Spiritual girth, bust size and two inches of holiness


Measured appeal?

The students at my particular right-wing school were measured in all sorts of ways on a regular basis. The principal or his wife (beehive hairdo!) would walk into class for a dress code check, for example, and everyone would stand. For boys, hair had to be a half-inch above their shirt collars, or something like that. For girls, skirt hemlines had to fall at least two inches below the knees. Then the wardrobe & hair check would be over, and we returned to studying our conspiracy-theory curriculum about how the United Nations was a plot to spread communism to the United States. All in a day’s education.

When the hour for Christian Charm Class rolled around, though, the Charm Marm really kicked the measuring stick up a notch. One page of my workbook includes instructions about how to accurately measure your bust, waist, hips and so on, with a chart to fill in the numbers. A handy note advises that “Bust and hips should be equal, with waist ten inches smaller. A variation of two inches is allowable.”

So … Jesus wants us to be pin-up girls?

The next page asks how we measure up spiritually, with checklists to report on our use of “spiritual vitamins” and our “healthy appetite for God’s word.” (I guess one could get a little overly voracious and end up spiritually chunky?)

The real stroke of madness comes on the page about “spiritual proportions.” Another checklist awaits the maidens under the heading, “Am I in perfect form?”

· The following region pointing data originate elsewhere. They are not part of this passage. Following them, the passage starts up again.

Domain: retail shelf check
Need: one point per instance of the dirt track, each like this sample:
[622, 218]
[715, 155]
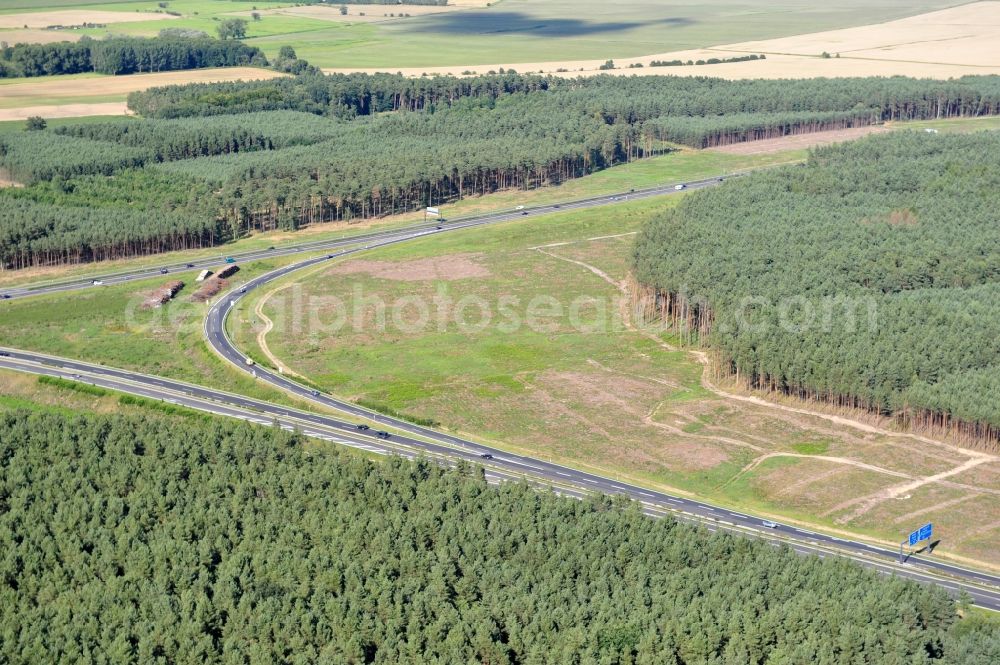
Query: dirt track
[798, 141]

  • Is your head of moderate size? Or do you act as though you know more than others?
  • Are your shoulders broad enough to bear others’ burdens? Do you cheerfully lighten the load of those around you?
  • Are your knees limber, ready to kneel in submission?

Yes, it really says that. I swear on my holy measuring tape that I’m not making this up. We’re evidently to believe that God wants us to take our spiritual vitamins, so that our bust, waist and hips are in proper proportion. Then we’re to be sure the rest of our body is performing admirably as well: Our head mustn’t be big enough to reveal that we know more than others, our shoulders must serve the sole purpose of bearing other people’s burdens and our knees must be limber enough to show submission on a dime.

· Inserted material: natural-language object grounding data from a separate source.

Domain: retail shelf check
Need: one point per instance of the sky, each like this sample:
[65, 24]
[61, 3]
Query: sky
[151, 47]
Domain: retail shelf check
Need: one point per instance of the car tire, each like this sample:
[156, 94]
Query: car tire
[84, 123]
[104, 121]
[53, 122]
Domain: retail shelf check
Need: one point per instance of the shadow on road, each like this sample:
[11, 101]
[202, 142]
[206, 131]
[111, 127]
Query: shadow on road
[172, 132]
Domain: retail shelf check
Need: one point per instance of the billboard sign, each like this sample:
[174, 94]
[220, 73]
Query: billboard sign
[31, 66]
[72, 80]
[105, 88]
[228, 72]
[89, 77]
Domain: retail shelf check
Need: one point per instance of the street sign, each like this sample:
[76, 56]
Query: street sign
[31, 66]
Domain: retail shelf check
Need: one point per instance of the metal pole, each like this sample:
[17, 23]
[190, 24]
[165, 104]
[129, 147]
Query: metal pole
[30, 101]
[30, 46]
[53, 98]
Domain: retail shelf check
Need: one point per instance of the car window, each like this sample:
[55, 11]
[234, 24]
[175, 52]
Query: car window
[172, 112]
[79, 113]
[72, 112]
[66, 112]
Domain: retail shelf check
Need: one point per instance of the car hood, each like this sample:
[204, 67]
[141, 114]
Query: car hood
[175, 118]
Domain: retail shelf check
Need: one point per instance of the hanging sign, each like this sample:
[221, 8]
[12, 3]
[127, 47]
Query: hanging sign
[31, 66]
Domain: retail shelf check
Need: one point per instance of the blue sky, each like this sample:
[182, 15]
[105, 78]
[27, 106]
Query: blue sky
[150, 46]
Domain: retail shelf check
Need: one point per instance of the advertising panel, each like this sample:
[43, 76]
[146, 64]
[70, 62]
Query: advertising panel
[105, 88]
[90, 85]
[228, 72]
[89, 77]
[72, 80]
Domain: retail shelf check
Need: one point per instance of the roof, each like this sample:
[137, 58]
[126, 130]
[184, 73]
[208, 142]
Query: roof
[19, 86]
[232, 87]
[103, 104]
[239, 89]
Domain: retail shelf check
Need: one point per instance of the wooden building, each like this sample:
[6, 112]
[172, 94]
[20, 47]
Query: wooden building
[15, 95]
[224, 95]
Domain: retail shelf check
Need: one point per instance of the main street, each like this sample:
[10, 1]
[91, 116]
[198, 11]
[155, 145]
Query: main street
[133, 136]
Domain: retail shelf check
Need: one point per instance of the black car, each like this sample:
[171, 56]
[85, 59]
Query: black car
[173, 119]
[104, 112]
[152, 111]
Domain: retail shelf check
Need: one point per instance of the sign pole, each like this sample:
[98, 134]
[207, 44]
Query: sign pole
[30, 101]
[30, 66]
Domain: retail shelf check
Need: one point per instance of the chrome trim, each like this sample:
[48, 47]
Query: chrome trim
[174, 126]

In other words, we’re supposed to look voluptuous but only speak or move when we’re humbling ourselves or helping others. It’s this kind of thinking that led the early church fathers to invent the story about Mary Magdalene being a prostitute. We’re to be as meek as Mary the mother of Jesus and as alluring as Mary the mythical hooker. Can you say “hooker with a heart of gold”? I think I need another spiritual vitamin.

Undo the Charm Marm: Whatever body you have, it’s none of the Charm Marm’s business. Besides, I’ve been told that you’re shockingly beautiful.

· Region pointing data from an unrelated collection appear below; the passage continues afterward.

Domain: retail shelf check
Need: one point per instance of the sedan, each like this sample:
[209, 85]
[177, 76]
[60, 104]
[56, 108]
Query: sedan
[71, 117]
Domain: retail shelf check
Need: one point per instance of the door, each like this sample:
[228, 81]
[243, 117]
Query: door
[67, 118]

That aside, wouldn’t the Charm Marm also have to admit, according to her beliefs, that God seems to make bodies in quite a few shapes and sizes? And if we’re following the Bible here, didn’t Jesus say to love not only others but also yourself? Oh, and wasn’t there something about not judging? That seemed important at the time.

So let’s rethink the list about heads, shoulders and knees.

  • I’ll tell you what’s important about your head: Pay attention to your ideas, and share them. Act on them.
  • As for your shoulders, take on the responsibility of your own happiness, which will include avoiding situations with harsh measuring sticks.
  • I’m not sure what to say about your knees. Symbolism should only be taken so far. Go ahead and keep them limber, I guess, so you can keep walking after you turn 100. Take your calcium and vitamin D, too.

Instead of worrying about having proportions that will make you the next Pin-Up for Jesus, give yourself a good proportion of care. Leave the criticism, um, behind. Because believe me, two inches never mattered so little.


3 Responses to “Spiritual girth, bust size and two inches of holiness”

  1. Emma Says:

    Hey I love this blog. I can see the time and effort put into this.. Thanks!

  2. Michael T Says:

    Is it scary to say that perhaps in another life I was a Charm Marm? Forget being Cleopatra, Alexander the Great, or some other historical figure.